REPRESENTATIONS OF INDIGENOUS TERRITORIES IN ART AND LAW
Through video, sound and mapping works, the exhibition Intangible Proof at MAGAZIN (Exhibition Space for Contemporary Architecture) explores how the territorialities of the Tagaeri Taromenane can be understood and visualized without violating their right to isolation and how spatial mapping techniques can be rethought to capture ways of living with the forest.

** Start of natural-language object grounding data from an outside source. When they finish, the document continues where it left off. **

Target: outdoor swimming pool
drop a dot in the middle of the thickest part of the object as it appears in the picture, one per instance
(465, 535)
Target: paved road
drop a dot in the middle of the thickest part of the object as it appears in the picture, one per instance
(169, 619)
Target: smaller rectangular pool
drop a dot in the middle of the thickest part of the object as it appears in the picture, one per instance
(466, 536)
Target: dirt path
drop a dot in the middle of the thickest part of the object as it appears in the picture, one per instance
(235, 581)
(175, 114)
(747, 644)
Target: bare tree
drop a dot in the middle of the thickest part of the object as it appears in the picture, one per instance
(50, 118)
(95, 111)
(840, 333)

Oral histories, traditional songs, or the practice of dreaming are not considered eligible formats for representing “truth” in human rights courts. When indigenous communities approach judicial fora to safeguard their traditional territory, evidence must be presented to prove their claim. While traditional ties to their land often represent key aspects within the case, they are usually translated to fit the Western legal framework. Two cases brought to the Inter-American Court of Human Rights by Indigenous communities against the state of Ecuador, each denouncing the state’s complicity in natural resource extraction within indigenous territory in the Amazonian rainforest, challenge common practices of evidence production and the representation of truth in indigenous territorial cases.

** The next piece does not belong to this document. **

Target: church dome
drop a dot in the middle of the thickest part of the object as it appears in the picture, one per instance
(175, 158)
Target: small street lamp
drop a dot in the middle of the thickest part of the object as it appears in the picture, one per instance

In the case Pueblo Indígena Kichwa de Sarayaku vs Ecuador (2012), the community’s objective to create presence in the courtroom prompted the Court to visit the indigenous territory. Pueblos Indígenas Tagaeri y Taromenane vs Ecuador is currently pending before the Court—the first case involving indigenous peoples in voluntary isolation, thus refusing any contact with the majority society, upon which the Court will decide. Through video, sound, and mapping works, the exhibition Intangible Proof highlights the difficulties of bringing the values of Indigenous peoples to a Western-oriented court. It explores how Tagaeri Taromenane territorialities can be understood and visualized without violating their right to isolation and how spatial mapping techniques can be rethought to grasp ways of living with the forest.
The exhibition draws from the research of Nina Kolowratnik’s one-year fieldwork in Ecuador, which she conducted in 2022–23 in the framework of her PhD in Law. It features works by Berta Gualinga, Eriberto Gualinga, Nina Valerie Kolowratnik, Sacha Manchi Escuela Ambulante de Cine Comunitario, Ena Santi, Katherine Terán, and with Roberto Narváez and Octavio Cahuiya.